RobbinHood Ransomware Hacker Admits Guilt in U.S. Court

Baltimore recently suffered a significant ransomware attack that has garnered national attention, culminating in the guilty plea of Sina Gholinejad, a 37-year-old Iranian national. In a U.S. federal court in Raleigh, North Carolina, Gholinejad confessed to deploying Robbinhood ransomware that severely disrupted the city’s operations and incurred damages estimated at $19 million.

The attack, which took place on May 7, 2019, led to the compromise of the Baltimore city network, reflecting a concerning trend as public sector entities become prime targets for cybercriminals. Shortly prior to this incident, Gholinejad had executed a similar attack against Greenville, North Carolina, indicating a calculated campaign against U.S. municipalities.

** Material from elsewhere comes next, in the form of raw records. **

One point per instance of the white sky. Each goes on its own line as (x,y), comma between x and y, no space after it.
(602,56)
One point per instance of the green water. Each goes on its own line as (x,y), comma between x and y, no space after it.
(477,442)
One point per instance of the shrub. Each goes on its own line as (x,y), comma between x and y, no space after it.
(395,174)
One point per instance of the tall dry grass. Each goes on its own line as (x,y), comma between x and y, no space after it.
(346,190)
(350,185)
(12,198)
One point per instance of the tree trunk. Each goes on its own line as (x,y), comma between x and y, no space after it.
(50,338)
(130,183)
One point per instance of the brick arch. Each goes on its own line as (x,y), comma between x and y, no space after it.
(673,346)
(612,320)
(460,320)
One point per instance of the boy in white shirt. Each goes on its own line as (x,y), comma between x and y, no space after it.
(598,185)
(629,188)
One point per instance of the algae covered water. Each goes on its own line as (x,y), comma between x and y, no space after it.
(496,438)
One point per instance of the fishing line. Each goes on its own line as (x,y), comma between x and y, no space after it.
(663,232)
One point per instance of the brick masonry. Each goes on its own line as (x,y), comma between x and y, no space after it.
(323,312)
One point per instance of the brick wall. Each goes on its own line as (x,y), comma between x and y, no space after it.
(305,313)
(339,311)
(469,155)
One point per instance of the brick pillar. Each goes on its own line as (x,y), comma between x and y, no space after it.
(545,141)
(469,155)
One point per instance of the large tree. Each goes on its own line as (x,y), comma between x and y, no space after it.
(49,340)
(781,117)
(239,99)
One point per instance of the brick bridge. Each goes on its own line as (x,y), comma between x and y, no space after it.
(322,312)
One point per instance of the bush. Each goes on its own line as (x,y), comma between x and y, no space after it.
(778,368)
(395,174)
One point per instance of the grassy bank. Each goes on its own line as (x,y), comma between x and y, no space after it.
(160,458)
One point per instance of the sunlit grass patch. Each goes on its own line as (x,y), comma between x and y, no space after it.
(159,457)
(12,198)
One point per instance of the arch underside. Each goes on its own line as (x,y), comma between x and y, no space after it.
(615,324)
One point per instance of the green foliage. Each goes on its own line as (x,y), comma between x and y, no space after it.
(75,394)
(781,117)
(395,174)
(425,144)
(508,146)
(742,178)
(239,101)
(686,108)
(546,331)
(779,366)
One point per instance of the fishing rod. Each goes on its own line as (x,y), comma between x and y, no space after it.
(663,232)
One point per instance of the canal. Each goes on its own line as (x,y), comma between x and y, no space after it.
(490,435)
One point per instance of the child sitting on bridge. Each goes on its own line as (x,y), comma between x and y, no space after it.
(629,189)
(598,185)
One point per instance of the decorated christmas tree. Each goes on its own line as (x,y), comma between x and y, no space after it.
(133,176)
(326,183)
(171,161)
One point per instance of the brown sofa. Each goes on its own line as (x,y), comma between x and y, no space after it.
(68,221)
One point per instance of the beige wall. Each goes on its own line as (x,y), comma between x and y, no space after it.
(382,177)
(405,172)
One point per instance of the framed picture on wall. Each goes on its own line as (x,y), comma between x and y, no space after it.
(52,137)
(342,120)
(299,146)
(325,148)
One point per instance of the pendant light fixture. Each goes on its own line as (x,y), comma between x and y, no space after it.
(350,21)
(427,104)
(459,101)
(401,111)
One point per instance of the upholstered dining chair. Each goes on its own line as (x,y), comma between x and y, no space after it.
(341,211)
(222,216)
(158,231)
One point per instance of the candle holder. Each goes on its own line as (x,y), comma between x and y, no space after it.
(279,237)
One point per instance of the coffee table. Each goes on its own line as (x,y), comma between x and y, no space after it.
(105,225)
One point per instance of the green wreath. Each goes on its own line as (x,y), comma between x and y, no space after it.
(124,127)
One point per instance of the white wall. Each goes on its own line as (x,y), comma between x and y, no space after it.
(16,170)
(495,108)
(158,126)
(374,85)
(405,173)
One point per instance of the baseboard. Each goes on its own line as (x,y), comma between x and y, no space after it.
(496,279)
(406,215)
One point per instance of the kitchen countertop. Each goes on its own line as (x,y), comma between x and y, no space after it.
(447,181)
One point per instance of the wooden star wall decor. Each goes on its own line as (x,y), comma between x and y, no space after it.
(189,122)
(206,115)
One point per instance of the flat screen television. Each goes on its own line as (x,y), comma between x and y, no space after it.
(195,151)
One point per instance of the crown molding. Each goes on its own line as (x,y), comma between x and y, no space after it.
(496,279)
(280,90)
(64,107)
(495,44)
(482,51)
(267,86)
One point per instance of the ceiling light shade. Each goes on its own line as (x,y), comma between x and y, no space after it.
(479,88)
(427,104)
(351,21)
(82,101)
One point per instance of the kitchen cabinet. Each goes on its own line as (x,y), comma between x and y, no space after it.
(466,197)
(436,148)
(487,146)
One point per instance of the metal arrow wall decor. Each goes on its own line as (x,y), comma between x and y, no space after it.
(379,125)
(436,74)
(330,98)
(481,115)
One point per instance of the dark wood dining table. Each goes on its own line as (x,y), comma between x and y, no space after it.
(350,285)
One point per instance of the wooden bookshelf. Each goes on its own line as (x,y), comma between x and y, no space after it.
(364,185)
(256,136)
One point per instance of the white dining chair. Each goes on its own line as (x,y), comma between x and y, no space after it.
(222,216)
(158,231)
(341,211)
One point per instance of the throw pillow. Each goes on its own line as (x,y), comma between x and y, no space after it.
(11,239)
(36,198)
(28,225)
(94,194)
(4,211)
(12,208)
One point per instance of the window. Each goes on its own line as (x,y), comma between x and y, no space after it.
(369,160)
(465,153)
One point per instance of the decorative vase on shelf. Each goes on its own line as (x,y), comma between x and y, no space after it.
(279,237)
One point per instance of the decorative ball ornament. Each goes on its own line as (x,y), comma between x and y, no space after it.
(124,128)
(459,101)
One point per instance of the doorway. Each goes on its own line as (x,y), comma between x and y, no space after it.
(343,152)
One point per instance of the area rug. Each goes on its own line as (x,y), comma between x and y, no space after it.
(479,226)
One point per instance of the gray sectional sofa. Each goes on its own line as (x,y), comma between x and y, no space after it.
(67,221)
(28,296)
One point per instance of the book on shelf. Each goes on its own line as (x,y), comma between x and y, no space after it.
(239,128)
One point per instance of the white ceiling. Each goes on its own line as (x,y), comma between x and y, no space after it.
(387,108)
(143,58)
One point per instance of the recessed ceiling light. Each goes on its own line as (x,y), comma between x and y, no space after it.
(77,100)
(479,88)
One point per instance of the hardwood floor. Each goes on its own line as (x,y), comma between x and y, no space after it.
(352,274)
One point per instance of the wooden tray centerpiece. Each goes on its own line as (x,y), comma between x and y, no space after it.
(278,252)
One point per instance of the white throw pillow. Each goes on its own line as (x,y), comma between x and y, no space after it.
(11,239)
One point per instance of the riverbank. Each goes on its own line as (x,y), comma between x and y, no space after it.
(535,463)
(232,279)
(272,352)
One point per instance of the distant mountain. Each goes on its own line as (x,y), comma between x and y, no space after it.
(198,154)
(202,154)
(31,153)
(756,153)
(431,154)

Gholinejad faced charges of computer fraud and conspiracy to commit wire fraud, both of which could result in a potential sentence of up to 30 years. An indictment unsealed in April 2024 encompassed seven criminal counts against him. The fallout from the Baltimore attack prompted local officials to scramble for recovery funding, with the city council reallocating $6 million to address immediate needs, including over $10 million allocated for IT recovery efforts and $8.2 million in losses from delayed revenue streams.

City services, including online payment systems and tax verification processes, experienced prolonged disruptions as a direct consequence of the ransomware attack. As officials worked to implement manual workarounds, the local real estate market stagnated, further indicating the extensive ramifications of the incident.

During negotiations, hackers initially demanded 13 Bitcoins—valued at approximately $76,000 at the time—to restore the city’s compromised systems. Their attack leveraged vulnerabilities in the local IT infrastructure, as subsequent audits revealed that crucial files were stored locally on hard drives, lacking modern security measures. This weakness allowed the attackers to exploit systems with impressive efficacy.

The Robbinhood malware has impacted other entities, such as Gresham, Oregon, and Yonkers, New York, as well as a medical practice in New Jersey, with assaults persisting at least until March 2024. The Robbinhood group’s tactics included initial access via RDP brute-force attacks, exploiting weak credentials associated with local administrator accounts—tactics categorized under the MITRE ATT&CK framework. Additionally, they utilized privilege escalation techniques linked to vulnerabilities in hardware drivers, effectively compromising essential security protocols.

According to Microsoft, the attackers used a driver from Taiwanese company Gigabyte to initiate their access, centering around the CVE-2018-19320 vulnerability, which enabled them to bypass security measures. This method demonstrates the evolving nature of ransomware attacks and the sophisticated techniques cyber adversaries can employ to breach public sector defenses.

As the cybersecurity landscape continues to evolve, incidents like the Baltimore ransomware attack reinforce the urgent need for businesses and public institutions to strengthen their defenses against increasing threats. Comprehensive risk assessments and the adoption of enhanced security protocols are vital in safeguarding against similar future incidents.